Originally published March 10, 2010

Keywords: Antitrust, health insurance mergers, Blue Cross, Blue Care, US Department of Justice, Lansing

During the 2008 presidential campaign, then-candidate Barack Obama singled out health insurance mergers as an area his administration would target for increased antitrust enforcement. In a major step toward implementing this policy, the Antitrust Division of the US Department of Justice (DOJ) announced on March 8, 2010 that parties to a proposed health insurance merger had decided to abandon the transaction in the face of a DOJ challenge.

Blue Care Networks of Michigan, a subsidiary of Blue Cross Blue Shield of Michigan (Blue Cross-Michigan), abandoned its plans to acquire Physicians Health Plan of Mid-Michigan (PHP) in response to announcements that both the DOJ and the Michigan Attorney General's office planned to file a joint antitrust lawsuit to block the merger. The DOJ worked closely with the Michigan Attorney General's office in its investigation of the proposed Blue Cross-Michigan-PHP merger.

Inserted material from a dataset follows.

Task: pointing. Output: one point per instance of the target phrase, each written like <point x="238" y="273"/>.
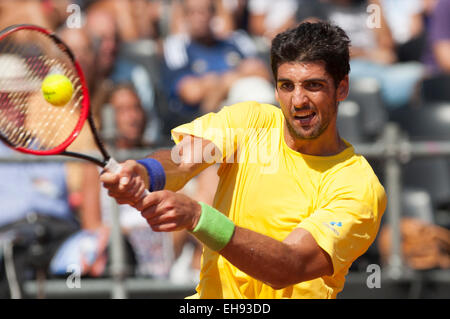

The DOJ's opposition was based on concerns about the effects of the merger both with respect to the sale of commercial health insurance and the transaction's impact on reimbursement received by area physicians. The DOJ claimed that Blue Cross-Michigan had an almost 70 percent market share in Lansing, Michigan, and PHP was its largest competitor with approximately a 20 percent market share. The DOJ said that had the acquisition gone forward, Blue Cross-Michigan would have gained control of nearly 90 percent of the commercial health insurance market in the Lansing area, which the DOJ felt would have resulted in higher prices, fewer choices, and a reduction in the quality of commercial health insurance plans purchased by Lansing area residents and their employers. The DOJ also claimed that the acquisition would have given Blue Cross-Michigan the ability to exercise "monopsony power" as a buyer of physician services with the ability to control physician reimbursement rates in a manner that could harm the quality of health care delivered to consumers.

The DOJ's challenge to this transaction is evidence of its commitment to scrutinize health insurance mergers closely and to challenge transactions that it believes may result in anticompetitive effects both in the relevant health insurance markets and the markets for physician services. Parties to future health insurance mergers should expect similar scrutiny to be applied to their transactions.